Using the wayback machine to mine websites in the social sciences: A methodological resource
Sanjay K. Arora,Yin Li,Jan Youtie,Philip Shapira
DOI: https://doi.org/10.1002/asi.23503
2015-05-05
Journal of the Association for Information Science and Technology
Abstract:Websites offer an unobtrusive data source for developing and analyzing information about various types of social science phenomena. In this paper, we provide a methodological resource for social scientists looking to expand their toolkit using unstructured web‐based text, and in particular, with the W ayback M achine, to access historical website data. After providing a literature review of existing research that uses the W ayback M achine, we put forward a step‐by‐step description of how the analyst can design a research project using archived websites.
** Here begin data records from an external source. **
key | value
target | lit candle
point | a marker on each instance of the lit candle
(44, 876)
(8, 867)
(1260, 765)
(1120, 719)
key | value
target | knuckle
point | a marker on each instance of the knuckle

We draw on the example of a project that analyzes indicators of innovation activities and strategies in 300 U.S. small‐ and medium‐sized enterprises in green goods industries. We present six steps to access historical W ayback website data: (a) sampling, (b) organizing and defining the boundaries of the web crawl, (c) crawling, (d) website variable operationalization, (e) integration with other data sources, and (f) analysis. Although our examples draw on specific types of firms in green goods industries, the method can be generalized to other areas of research. In discussing the limitations and benefits of using the W ayback M achine, we note that both machine and human effort are essential to developing a high‐quality data set from archived web information.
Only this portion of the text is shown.